17.bölüm

75.1K 3.9K 258
                                    

Yaklaşık 15 dakikadır tabağımda ki kahvaltılıklarla oynayıp duruyorum. Ne kadar da boktan bir gün. 

İntihar olayından sonra babamla Doruk konusunu konuşmamıştık.  Ama her an patlamaya hazır bombo gibiydi. Kendimi hazırlasam iyi olur.

''İstersen bugün okula gitme.''

Başımı önümdeki tabaktan kaldırıp anneme baktım.

''Hayır anne. Gitmek istiyorum ve gideceğim.''

''Belki biraz daha dinlenmeye ihtiyacın vardır.''

''Ben iyiyim.''

Çantamı omzuma takıp yerimden kalktım. ''Geç kalmak istemem.'' dedikten sonra ayakkabılarımı giydim ve evden çıktım.

Hafif esen rüzgar saçlarımı savuruyordu. Ve bu hissi seviyordum.

Kaldırımda yürürken arkadan bir araba yaklaştığını hissettim. Arabayı süren kişi ''Gideceğin yere kadar bırakayım mı yavrum?'' dedi iğrenç bir şekilde.

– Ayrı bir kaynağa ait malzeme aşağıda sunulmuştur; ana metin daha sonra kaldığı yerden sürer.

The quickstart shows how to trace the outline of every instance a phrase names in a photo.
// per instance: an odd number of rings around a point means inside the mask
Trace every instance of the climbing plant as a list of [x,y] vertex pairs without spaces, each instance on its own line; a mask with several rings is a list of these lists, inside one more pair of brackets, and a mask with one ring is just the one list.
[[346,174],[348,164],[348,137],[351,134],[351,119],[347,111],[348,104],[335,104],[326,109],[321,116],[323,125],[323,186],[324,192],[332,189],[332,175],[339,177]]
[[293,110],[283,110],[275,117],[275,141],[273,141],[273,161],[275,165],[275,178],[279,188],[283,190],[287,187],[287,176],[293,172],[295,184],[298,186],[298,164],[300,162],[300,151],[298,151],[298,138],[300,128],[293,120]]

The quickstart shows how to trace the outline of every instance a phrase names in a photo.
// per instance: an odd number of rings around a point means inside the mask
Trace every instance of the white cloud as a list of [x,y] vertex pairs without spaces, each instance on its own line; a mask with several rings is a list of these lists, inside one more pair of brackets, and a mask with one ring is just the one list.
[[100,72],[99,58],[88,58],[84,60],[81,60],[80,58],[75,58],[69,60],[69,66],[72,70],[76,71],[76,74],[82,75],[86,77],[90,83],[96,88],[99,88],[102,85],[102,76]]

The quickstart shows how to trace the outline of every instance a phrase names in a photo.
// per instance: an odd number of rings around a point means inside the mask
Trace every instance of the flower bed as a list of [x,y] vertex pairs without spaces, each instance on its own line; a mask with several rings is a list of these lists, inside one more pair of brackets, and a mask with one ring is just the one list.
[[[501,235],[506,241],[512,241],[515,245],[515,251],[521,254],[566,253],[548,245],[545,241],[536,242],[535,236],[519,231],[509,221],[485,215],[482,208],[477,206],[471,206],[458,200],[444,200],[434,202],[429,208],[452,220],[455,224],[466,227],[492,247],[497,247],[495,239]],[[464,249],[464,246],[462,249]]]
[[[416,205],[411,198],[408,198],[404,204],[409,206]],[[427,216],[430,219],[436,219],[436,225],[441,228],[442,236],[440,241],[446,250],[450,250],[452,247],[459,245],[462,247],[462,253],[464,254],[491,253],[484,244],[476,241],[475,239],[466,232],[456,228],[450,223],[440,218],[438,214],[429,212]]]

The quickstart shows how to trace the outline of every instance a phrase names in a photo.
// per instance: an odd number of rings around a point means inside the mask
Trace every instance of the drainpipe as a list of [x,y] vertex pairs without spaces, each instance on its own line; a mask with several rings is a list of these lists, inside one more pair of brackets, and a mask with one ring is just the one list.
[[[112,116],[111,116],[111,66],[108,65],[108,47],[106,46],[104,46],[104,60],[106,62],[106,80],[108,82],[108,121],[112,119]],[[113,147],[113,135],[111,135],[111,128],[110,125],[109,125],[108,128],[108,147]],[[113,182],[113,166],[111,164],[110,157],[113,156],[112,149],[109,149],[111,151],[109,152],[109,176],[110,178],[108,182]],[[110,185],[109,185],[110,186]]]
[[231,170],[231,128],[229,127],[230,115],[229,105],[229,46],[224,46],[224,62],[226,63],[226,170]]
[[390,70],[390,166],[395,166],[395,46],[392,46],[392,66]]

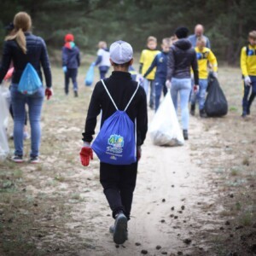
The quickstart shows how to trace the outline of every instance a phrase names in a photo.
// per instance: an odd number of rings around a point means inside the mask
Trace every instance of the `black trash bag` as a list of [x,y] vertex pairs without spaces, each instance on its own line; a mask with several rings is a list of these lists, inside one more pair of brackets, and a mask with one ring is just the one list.
[[218,79],[212,73],[208,77],[208,94],[205,102],[205,111],[209,117],[220,117],[228,113],[228,102],[219,86]]

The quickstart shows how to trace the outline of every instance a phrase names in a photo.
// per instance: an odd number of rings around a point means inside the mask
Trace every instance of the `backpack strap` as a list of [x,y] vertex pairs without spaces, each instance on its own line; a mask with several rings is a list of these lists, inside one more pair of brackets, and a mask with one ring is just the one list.
[[113,101],[113,99],[112,98],[112,96],[111,96],[109,91],[108,91],[108,90],[107,89],[107,86],[106,86],[106,84],[105,84],[103,79],[101,79],[101,81],[102,81],[102,84],[103,84],[103,86],[104,86],[104,88],[105,88],[107,93],[108,94],[109,98],[110,98],[110,100],[112,101],[112,102],[113,102],[114,108],[116,108],[116,110],[119,110],[118,108],[116,107],[116,105],[115,105],[115,103],[114,103],[114,101]]
[[126,108],[125,108],[125,111],[126,111],[126,109],[128,108],[129,105],[131,104],[131,102],[132,99],[134,98],[134,96],[135,96],[135,95],[136,95],[136,93],[137,93],[137,90],[138,90],[139,86],[140,86],[140,84],[139,84],[139,82],[137,82],[137,89],[136,89],[136,90],[135,90],[134,94],[132,95],[132,96],[131,96],[131,100],[129,101],[129,102],[128,102],[128,104],[127,104]]
[[[101,81],[102,81],[102,84],[103,84],[103,86],[104,86],[104,88],[105,88],[105,90],[106,90],[106,91],[107,91],[107,93],[108,93],[109,98],[110,98],[110,100],[112,101],[112,102],[113,102],[114,108],[116,108],[116,110],[119,110],[119,108],[117,108],[117,106],[116,106],[116,104],[115,104],[113,99],[112,98],[112,96],[111,96],[109,91],[108,91],[108,90],[107,89],[107,86],[106,86],[106,84],[105,84],[103,79],[101,79]],[[136,95],[137,90],[139,89],[139,86],[140,86],[139,82],[137,82],[137,89],[136,89],[135,92],[133,93],[131,98],[130,99],[130,101],[129,101],[129,102],[128,102],[128,104],[127,104],[127,106],[126,106],[126,108],[125,108],[124,111],[126,111],[126,109],[128,108],[128,107],[129,107],[129,105],[131,104],[132,99],[134,98],[134,96],[135,96],[135,95]]]

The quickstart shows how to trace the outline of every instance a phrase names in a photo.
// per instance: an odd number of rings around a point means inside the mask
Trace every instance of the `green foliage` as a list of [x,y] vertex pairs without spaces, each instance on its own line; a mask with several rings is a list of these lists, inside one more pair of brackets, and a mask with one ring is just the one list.
[[71,32],[89,53],[96,52],[100,40],[120,38],[141,51],[150,35],[160,43],[179,26],[193,33],[195,25],[201,23],[218,59],[236,63],[248,32],[256,27],[256,2],[249,0],[2,0],[0,9],[4,10],[0,17],[3,39],[4,26],[25,10],[32,15],[33,32],[49,47],[61,49],[65,34]]

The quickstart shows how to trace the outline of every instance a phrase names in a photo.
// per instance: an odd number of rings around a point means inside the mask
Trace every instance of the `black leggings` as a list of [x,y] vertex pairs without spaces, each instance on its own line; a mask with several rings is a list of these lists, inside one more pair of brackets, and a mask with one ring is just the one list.
[[129,166],[101,163],[100,181],[113,218],[121,210],[127,219],[130,219],[137,171],[137,162]]

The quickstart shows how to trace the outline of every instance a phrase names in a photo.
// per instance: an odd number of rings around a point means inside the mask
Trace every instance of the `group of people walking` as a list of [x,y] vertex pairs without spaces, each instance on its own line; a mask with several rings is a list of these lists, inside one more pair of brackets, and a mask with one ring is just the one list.
[[[41,142],[40,119],[44,96],[49,99],[53,95],[51,69],[45,43],[43,38],[31,32],[32,20],[28,14],[18,13],[14,19],[14,29],[7,36],[0,67],[0,83],[6,75],[11,61],[14,73],[11,83],[11,102],[14,113],[15,154],[12,160],[23,162],[23,127],[26,119],[26,105],[31,125],[30,162],[39,161]],[[148,131],[147,96],[150,90],[149,107],[157,111],[161,93],[171,95],[176,110],[177,96],[180,96],[182,127],[184,139],[189,138],[189,102],[191,99],[191,114],[195,114],[195,102],[199,102],[200,114],[205,116],[204,99],[207,86],[207,67],[211,66],[217,77],[217,60],[210,49],[209,39],[203,35],[203,26],[195,26],[195,35],[189,37],[186,27],[178,27],[172,38],[162,40],[162,51],[156,49],[157,40],[149,37],[148,49],[142,51],[139,73],[143,76],[142,86],[134,81],[129,73],[133,63],[131,45],[117,41],[107,49],[105,42],[99,43],[97,59],[94,65],[99,66],[101,81],[94,88],[87,118],[84,145],[80,151],[83,166],[89,166],[93,159],[91,142],[95,135],[97,116],[102,113],[101,127],[116,112],[125,112],[134,125],[136,137],[136,158],[131,165],[100,163],[100,182],[115,219],[110,227],[114,242],[122,244],[128,239],[127,222],[131,217],[133,191],[136,186],[137,164],[142,155],[141,146]],[[242,116],[250,113],[250,107],[256,93],[256,32],[249,33],[249,44],[241,49],[241,70],[244,79]],[[19,83],[27,63],[31,63],[38,74],[41,86],[32,95],[19,90]],[[73,82],[74,96],[78,96],[76,77],[80,64],[79,49],[74,44],[74,37],[67,34],[62,48],[62,68],[65,73],[65,93],[68,94],[68,81]],[[105,79],[110,67],[113,72]],[[43,86],[43,67],[46,87]],[[192,68],[192,72],[191,72]],[[192,84],[192,85],[191,85]],[[250,94],[250,88],[253,92]],[[249,98],[248,98],[249,97]],[[126,107],[125,107],[126,106]],[[129,108],[128,108],[129,106]],[[124,143],[123,141],[121,141]],[[118,142],[119,143],[119,142]],[[123,146],[119,143],[119,146]]]

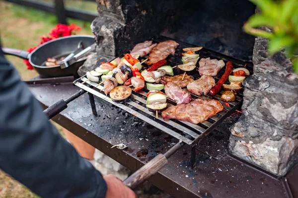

Onu terslemek için döndüğümde sesin sahibinin Efe olduğunu gördüm.

''Korkuttun beni pislik. Ben de seni sapık sandım.''

''Aaa aşko olsun. Alınırım ama.''
diyerek karşılık verdi. Kapıyı açıp arabaya bindim.

''Nasıl geçti psikologla görüşmen?''

''Sıkıcı. Adama bana yardım edebileceğini sanıyor ama hiç bir faydası olmayacak. Biliyorum.''

''Bu kadar karamsar olma.''

''Kapat çeneni.''

Bunu söyledikten sonra cidden çenesini kapattı. Ben konuşmasını bekliyordum ama konuşmadı. Sustu. Sessizliği bozan taraf ben oldum.

''Sence Doruk okula gelir mi?''

''Yine mi Doruk?''

''Onu düşünmeden duramadığımı biliyorsun.''

''Okula gelmese onun açısından daha iyi olur.''

''Neden?''

''Onu gördüğüm yerde yumruğumu geçireceğim suratına.''

''Hayır yapmayacaksın.''

''Onu korumaktan vazgeç. Onun yüzünden böylesin.''

''Ben iyiyim. Sadece onu görmek istiyorum. Ve bir de-''

''Bir de ne?''

''Ona gitmesini söyledim ama istediğim bu değil. Bunu bilmesini istiyorum.''

''Bence böylesi daha iyi olacak Günce. İkiniz içinde.''

Araba durduğunda okula geldiğimizi anlamıştım. Arabadan inip yürümeye başladım. Efe'de adımlarını hızlandırıp bana yetişti ve elini omzuma koydu. 

Her zaman ki gibi etrafa bakınmaya -Doruk gelmiş mi diye- başladım. Onu göremeyince hayal kırıklığı içinde başımı öne eğdim.

Sanırım Özlem'de henüz gelmemişti. Gidip banklardan birine oturdum ve telefonumla oynamaya başladım.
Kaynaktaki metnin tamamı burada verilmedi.